Tu przerwa pieśni, któréj dobroczynna
Gwiazda snać zgasła! Przeświadczenie miéwać,
Że dusza nie jest tém, czém-by powinna,
Ni tém, czém była; z serca wydobywać
Ostrze, by niém serce krajać; ukrywać
Miłość, nienawiść, zapał, gniew i bole —
To co zwykliśmy uczuciem nazywać,
Własne swe myśli podawać w niewolę,
To straszny trud... Nie szkodzi.... trza przebyć to pole...

CXII.

Lecz z tych, w pieśń moję wplecionych wyrazów
Podstęp, być może, nieszkodliwy bije,
Niby koloryt przelotnych obrazów;
Może się dla mnie i dla innych kryje
W tém jaka złuda... Młodość rada pije
Z puharu sławy, lecz jam nie tak młody,
Abym o śmiechy dbał i gniewy czyje,
O sławnych losów korzyści lub szkody,
O pamięć lub o zimne zapomnienia lody.

CXIII.

Świat mnie nie kochał, jam nie kochał świata;
Tchów jego marnych nie byłem pochlebcą;
Bożyszczy jego cześć mnie nie przygniata,
Do ich ołtarzy nogi me nie drepcą
I w uśmiech wargi ściągnięte nie szepcą
W echu ich hołdów... Pośród tłumów stoję,
Lecz tłumy dla mnie drogi nie wydepcą
I nie z ich myśli idą myśli moje:
Piłnję wciąż swój umysł, więc zgiąć się nie boję[1]...

CIV.

Świat mnie nie kochał, jam nie kochał świata,
Lecz się rozejdźmy, jak grzeczni wrogowie;
Wierzę, choć tego-m nie doznał, że strata
Nie wszystkim grozi nadziejom; że w słowie
I czyn być może; że cnota na zdrowie
Bliźniego sideł nie zastawia; wierzę,[2]
Że z oczu ludzi człek się prawdy dowie,
Że smutkiem drugich ktoś się smuci szczerze,
Ze dobroć i szczęśliwość nie ze snów się bierze.

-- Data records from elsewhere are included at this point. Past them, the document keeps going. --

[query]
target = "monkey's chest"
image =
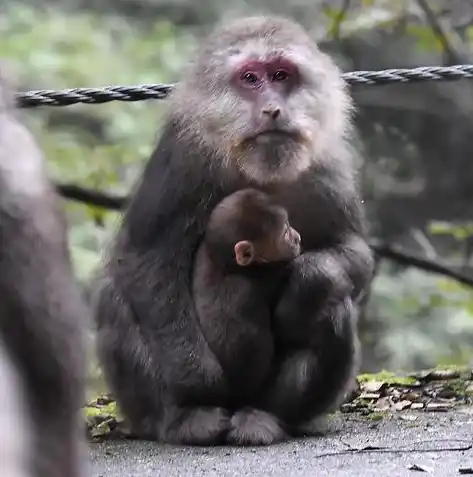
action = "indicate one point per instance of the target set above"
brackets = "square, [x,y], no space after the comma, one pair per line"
[308,214]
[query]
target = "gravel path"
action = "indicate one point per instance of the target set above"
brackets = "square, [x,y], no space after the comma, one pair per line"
[303,458]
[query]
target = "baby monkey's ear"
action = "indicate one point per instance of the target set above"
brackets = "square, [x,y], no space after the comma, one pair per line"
[244,253]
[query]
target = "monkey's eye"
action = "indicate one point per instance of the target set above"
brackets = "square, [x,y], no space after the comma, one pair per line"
[249,78]
[280,75]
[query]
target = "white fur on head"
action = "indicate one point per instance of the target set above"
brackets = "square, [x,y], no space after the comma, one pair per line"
[211,112]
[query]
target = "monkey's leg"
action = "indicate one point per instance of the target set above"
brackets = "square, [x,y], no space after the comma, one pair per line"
[201,426]
[255,427]
[149,382]
[16,429]
[313,380]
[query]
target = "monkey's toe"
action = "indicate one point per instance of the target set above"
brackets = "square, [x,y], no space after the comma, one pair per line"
[252,427]
[201,427]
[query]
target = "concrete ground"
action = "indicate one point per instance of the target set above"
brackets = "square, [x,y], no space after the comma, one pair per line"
[407,432]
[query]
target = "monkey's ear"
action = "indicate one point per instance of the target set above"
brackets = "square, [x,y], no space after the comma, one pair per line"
[244,253]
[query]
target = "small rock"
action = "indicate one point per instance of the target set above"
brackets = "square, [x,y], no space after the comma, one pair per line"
[370,396]
[421,468]
[383,404]
[373,386]
[437,375]
[446,393]
[438,407]
[411,396]
[408,417]
[399,406]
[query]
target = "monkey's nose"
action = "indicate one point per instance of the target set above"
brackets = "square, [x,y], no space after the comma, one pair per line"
[273,113]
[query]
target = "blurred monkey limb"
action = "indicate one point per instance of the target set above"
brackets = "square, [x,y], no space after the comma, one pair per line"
[42,315]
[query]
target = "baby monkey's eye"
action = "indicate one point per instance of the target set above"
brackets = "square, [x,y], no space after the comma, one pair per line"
[249,77]
[280,75]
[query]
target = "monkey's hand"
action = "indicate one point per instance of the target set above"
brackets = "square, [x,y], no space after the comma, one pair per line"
[322,278]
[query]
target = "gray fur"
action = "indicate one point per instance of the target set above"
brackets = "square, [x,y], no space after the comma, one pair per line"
[42,319]
[158,359]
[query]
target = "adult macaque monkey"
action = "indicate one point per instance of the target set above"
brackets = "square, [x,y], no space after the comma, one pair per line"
[260,106]
[42,316]
[239,269]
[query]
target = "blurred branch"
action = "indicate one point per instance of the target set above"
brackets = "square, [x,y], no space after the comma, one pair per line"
[390,253]
[91,197]
[451,42]
[117,203]
[439,31]
[334,31]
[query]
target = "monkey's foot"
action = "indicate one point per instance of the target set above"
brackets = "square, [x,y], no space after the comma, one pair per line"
[200,426]
[254,427]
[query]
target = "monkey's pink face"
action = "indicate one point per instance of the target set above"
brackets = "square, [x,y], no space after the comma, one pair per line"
[270,126]
[266,86]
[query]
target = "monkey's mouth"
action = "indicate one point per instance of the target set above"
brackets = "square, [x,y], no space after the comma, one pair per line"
[274,135]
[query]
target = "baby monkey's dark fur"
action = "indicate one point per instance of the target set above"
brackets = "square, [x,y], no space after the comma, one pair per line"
[42,316]
[259,106]
[238,272]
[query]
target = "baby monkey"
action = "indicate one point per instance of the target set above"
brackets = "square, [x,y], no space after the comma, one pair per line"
[238,271]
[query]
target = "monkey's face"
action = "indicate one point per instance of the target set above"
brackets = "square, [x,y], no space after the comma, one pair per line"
[265,98]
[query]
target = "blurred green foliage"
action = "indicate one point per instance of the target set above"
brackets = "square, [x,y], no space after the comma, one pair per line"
[427,320]
[102,147]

  1. Had I not filed my mind (Czyż nie piłowałem wciąż mego umysłu). Byron powołuje się na ustęp z „Macheth“, Akt III; sc. I. If it be so, For Banquo’s issue have I filed my mind.
  2. Rochefoucauld powiada, że w niedoli człowieka jest zawsze coś takiego, co się nawet jego przyjaciołom niepodobać nie może. B.